Some local residents worry the plant will upend their rural way of life, bringing more traffic and development. Chas Moore, a local opposition leader who owns an auto repair shop, said it’ll be harder for him to hire workers.
“We’re subsidizing a private industry that’s going to be in direct competition with us,” he said. “If this company is sitting on so much cash, why are the Georgia taxpayers funding it?”
Rivian has said it plans to begin production in 2024 at the Georgia plant, where it eventually expects to be able to manufacture up to 400,000 vehicles a year.
Cox Enterprises, owner of The Atlanta Journal-Constitution, also owns about a 4% stake in Rivian and supplies services to the company. Sandy Schwartz, a Cox executive who oversees the AJC, is on Rivian’s board of directors and holds stock personally. He does not take part in the AJC’s coverage of Rivian.
Staff writer Michael E. Kanell contributed to this report.
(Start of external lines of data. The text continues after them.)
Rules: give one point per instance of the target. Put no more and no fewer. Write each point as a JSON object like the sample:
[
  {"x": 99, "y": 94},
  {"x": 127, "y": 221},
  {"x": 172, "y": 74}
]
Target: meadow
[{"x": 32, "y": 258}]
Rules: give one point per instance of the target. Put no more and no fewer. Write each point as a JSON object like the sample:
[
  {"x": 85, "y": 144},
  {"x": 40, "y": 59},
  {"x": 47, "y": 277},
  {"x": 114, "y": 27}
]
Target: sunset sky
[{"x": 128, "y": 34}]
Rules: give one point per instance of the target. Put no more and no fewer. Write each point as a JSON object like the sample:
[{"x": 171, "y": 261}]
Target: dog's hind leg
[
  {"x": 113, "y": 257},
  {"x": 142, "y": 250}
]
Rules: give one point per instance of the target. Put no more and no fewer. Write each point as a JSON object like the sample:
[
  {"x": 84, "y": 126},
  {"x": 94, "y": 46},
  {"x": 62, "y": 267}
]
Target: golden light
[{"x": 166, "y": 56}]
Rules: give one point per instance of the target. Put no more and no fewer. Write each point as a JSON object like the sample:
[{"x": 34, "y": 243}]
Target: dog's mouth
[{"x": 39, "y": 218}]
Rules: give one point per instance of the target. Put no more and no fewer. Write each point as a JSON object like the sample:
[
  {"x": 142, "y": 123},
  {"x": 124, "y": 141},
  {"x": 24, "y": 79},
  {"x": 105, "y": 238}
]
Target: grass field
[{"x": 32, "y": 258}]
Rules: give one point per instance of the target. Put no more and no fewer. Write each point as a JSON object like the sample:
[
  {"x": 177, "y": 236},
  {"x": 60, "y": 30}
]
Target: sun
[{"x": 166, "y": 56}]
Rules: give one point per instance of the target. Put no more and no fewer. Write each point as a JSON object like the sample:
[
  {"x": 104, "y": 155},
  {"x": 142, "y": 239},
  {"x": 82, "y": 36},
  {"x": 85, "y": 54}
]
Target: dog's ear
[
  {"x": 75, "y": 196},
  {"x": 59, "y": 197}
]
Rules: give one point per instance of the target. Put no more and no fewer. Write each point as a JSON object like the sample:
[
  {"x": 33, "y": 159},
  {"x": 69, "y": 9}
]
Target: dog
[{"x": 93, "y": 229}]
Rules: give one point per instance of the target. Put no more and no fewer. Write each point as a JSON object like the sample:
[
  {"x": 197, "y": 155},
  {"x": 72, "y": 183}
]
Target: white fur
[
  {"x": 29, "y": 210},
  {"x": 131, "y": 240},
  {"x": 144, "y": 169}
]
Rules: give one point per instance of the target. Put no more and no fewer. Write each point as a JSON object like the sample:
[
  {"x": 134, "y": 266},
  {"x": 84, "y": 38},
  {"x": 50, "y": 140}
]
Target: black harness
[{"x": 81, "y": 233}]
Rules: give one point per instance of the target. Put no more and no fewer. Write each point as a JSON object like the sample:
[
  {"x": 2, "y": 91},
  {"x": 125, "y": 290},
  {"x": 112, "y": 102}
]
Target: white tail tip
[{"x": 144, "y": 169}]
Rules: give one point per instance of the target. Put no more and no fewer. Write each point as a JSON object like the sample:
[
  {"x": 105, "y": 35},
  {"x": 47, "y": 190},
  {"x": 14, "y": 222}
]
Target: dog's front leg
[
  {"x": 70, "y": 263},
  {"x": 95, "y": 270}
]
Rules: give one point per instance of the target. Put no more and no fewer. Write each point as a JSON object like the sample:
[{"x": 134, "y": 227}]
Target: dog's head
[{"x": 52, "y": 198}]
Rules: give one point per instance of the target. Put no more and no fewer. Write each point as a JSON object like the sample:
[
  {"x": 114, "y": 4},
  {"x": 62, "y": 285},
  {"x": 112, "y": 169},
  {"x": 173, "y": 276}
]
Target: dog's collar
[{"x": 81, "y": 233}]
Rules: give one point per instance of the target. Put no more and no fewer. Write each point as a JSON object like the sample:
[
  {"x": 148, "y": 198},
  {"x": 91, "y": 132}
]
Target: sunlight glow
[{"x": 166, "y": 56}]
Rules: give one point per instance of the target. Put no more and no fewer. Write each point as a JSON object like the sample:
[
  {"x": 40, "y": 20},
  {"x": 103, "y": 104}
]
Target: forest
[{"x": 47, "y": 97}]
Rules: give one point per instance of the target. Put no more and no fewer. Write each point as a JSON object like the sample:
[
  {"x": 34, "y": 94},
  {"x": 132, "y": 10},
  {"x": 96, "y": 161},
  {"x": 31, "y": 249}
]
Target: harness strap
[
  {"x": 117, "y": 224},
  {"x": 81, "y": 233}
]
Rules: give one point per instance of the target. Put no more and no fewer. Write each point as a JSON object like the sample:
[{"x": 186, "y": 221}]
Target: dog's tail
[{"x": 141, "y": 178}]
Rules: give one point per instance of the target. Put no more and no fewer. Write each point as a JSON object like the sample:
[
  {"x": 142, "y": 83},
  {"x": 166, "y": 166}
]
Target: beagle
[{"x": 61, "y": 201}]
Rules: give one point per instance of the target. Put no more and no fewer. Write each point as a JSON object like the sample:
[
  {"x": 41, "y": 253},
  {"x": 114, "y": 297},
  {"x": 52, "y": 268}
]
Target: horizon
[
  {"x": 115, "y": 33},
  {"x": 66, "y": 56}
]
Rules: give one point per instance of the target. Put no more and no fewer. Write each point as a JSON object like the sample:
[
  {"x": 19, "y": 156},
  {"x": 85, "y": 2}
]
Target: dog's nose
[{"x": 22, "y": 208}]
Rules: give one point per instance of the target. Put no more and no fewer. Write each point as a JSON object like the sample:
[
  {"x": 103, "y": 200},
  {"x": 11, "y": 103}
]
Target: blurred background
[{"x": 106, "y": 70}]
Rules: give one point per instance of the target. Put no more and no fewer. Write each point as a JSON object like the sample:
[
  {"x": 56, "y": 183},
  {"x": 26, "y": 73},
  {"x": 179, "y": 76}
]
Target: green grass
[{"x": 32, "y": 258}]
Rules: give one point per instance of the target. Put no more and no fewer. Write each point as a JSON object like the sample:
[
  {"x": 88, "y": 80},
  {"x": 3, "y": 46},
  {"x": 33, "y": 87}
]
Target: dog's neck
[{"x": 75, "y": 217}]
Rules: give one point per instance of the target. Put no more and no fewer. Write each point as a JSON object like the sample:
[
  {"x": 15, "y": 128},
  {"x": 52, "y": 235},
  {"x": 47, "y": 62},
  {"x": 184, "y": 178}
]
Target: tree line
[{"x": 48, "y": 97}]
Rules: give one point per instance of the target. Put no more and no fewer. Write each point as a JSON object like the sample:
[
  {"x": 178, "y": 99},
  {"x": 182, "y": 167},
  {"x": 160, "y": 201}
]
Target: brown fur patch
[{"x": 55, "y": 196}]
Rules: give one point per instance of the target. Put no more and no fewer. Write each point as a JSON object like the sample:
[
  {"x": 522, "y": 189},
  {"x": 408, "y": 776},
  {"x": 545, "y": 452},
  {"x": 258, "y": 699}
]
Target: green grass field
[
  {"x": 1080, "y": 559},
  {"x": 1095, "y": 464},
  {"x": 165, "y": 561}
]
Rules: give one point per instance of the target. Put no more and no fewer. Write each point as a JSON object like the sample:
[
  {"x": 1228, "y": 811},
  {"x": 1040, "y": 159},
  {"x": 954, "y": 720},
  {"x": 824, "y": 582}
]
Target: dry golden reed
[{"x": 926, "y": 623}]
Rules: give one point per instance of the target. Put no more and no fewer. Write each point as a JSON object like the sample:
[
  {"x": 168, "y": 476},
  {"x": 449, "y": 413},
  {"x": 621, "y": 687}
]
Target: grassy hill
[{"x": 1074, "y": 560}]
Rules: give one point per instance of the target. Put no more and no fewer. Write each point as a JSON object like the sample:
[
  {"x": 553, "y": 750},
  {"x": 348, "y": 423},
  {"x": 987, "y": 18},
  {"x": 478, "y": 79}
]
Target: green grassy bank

The state of Georgia released details Monday of the incentive package offered to woo electric vehicle maker Rivian to build a plant an hour east of Atlanta where it will employ 7,500 workers. Some details:
- $701.7 million in local property tax abatements
- $196.9 million for mega job tax credit
- $105 million for construction materials tax exemption
- $175 million for machinery tax exemption
- $111 million for land and grading for the project
- $62.5 million for a Quick Start training center, plus $26.9 million for customized recruitment and training programs
- At least $51.5 million for I-20 interchange local road improvements
- $21 million direct grant from the state
- $7.4 million for wetland and stream mitigation
Sources: State offer letter and executive summary of incentive deal
The AJC first reported Georgia’s recruitment of EV maker Rivian and in December broke the story that Rivian had selected the Peach State over other suitors. The future Rivian factory will likely have profound effects on the communities of Social Circle and Rutledge in the years ahead, and the AJC will closely follow developments as the project moves forward.